The World Trade Organization, a group representing 135 nations’ efforts to reduce trade barriers, is meeting in Seattle this week to work out the details of new trade talks that would restructure the General Agreement on Tariffs and Trade, a 51-year-old document that sets trading rules for the world. Its recent history, however, shows that for all the talk about mutual benefits, the organization is equally willing to leave people behind.
On paper, free trade sounds great: One nation sells what it makes or does best to other nations, and vice versa. And most people can agree that if global trade is to be a reality, some organization — in this case, the WTO — has to define what constitutes free trade and defend those rules.
But free trade is not a free lunch — it has its pitfalls, ones not so easily addressed by an organization such as the WTO, which is often accused of seeing trade as a virtue in itself.
There are questions of fundamental fairness to workers. Free trade can have the perverse effect of rewarding a few in nations where the many are subject to abuses of human and labor rights. The WTO seems particularly ineffective at doing anything about this.
Our three inalienable rights are life, liberty and property; it does little to give Third World workers the last of those rights, without ensuring the former.

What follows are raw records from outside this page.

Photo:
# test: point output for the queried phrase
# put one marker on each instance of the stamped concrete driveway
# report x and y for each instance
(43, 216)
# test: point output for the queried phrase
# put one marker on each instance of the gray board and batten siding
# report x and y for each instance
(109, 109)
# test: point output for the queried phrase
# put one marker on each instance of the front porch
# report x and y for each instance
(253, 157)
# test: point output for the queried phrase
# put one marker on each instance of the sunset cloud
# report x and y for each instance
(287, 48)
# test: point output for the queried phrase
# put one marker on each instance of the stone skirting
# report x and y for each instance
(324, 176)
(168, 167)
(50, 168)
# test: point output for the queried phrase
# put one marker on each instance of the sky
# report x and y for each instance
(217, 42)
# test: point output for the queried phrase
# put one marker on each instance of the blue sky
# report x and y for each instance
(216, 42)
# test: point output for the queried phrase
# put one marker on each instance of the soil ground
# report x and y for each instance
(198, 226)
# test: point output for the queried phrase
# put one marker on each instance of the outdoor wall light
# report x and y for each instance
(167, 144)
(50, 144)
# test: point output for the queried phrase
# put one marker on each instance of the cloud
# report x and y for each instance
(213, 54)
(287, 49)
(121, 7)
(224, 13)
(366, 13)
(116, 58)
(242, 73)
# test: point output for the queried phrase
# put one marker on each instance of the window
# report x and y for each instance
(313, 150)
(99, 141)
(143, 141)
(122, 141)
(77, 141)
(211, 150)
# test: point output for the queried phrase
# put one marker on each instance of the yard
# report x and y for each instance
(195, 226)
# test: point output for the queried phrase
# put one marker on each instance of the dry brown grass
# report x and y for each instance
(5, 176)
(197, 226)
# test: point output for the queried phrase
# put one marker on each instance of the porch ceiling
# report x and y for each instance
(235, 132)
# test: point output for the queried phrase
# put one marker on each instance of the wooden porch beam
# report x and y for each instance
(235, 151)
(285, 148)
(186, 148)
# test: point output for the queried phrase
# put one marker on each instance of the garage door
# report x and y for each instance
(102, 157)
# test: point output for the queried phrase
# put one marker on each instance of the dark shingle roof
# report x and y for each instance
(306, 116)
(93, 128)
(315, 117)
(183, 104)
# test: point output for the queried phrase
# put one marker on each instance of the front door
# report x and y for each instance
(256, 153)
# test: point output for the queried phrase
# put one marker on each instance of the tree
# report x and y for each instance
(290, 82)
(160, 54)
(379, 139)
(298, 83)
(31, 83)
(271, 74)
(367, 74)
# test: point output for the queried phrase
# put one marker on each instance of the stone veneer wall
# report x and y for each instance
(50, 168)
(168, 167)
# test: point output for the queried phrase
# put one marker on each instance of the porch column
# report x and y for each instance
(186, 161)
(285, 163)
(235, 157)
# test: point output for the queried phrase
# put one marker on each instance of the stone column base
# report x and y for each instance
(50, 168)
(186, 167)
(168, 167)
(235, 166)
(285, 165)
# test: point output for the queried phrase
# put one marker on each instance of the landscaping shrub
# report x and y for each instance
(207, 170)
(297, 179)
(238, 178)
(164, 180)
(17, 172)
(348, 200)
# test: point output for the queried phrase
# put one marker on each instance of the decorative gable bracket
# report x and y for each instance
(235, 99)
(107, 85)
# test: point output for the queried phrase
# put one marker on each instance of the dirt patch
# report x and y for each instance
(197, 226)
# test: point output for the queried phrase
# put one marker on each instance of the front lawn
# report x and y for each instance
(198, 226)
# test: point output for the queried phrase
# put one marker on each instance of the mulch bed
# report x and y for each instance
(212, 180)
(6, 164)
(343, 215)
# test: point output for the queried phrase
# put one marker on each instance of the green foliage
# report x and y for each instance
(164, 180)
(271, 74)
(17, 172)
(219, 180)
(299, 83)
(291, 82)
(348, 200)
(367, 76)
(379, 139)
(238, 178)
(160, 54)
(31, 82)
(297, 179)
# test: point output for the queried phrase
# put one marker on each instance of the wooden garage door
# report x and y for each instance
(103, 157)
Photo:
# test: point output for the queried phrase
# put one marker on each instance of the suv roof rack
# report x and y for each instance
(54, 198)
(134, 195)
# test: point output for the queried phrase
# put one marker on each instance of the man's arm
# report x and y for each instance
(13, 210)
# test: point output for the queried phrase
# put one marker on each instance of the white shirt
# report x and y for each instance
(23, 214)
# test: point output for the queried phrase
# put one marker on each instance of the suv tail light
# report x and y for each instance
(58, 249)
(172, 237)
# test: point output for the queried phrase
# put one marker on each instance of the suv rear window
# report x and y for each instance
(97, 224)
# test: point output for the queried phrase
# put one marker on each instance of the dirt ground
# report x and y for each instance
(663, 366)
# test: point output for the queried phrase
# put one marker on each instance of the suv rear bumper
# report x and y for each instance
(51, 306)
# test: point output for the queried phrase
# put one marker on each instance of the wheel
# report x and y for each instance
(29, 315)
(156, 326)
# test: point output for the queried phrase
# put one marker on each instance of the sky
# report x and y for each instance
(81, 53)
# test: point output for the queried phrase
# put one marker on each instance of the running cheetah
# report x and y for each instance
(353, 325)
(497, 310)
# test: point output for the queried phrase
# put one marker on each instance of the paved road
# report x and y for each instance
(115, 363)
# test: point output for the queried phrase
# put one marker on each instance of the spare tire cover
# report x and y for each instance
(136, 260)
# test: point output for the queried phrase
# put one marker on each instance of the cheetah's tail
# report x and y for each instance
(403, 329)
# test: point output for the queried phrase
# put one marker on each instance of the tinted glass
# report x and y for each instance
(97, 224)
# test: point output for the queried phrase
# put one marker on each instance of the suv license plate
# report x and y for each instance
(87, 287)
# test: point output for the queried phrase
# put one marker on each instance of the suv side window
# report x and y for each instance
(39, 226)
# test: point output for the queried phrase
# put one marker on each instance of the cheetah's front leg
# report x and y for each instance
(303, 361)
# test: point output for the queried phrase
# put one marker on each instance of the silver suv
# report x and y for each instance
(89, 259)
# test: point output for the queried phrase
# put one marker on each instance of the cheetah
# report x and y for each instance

And what about American workers? Should not they be able to defend their jobs against subsidized imports? Should we all fear losing our best-paying jobs to new factories in nations where the environment, living wage rates and freedom are alien concepts?
Even in Maine, it is easy to see that the vine of fair trade does not always bear fruit. Ask any potato farmer, logger or retailer in the Pine Tree State if his lot against Canadian competition has improved since the North American Free Trade Agreement. We think we already know the answer.
And then there’s the environment. It’s hardly progress if smaller nations see more industrial growth but fail to implement the protections needed to protect the world from toxins and pollution. Globalization of economy may be at hand, but it’s in the entire world’s interests to condition trade on treating Earth properly.
Free trade ought to mean more than a free-for-all. It ought to mean ensuring that every human being, regardless of his nation, has the chance to make a fair wage in labor that benefits himself, his neighbor and his neighborhood.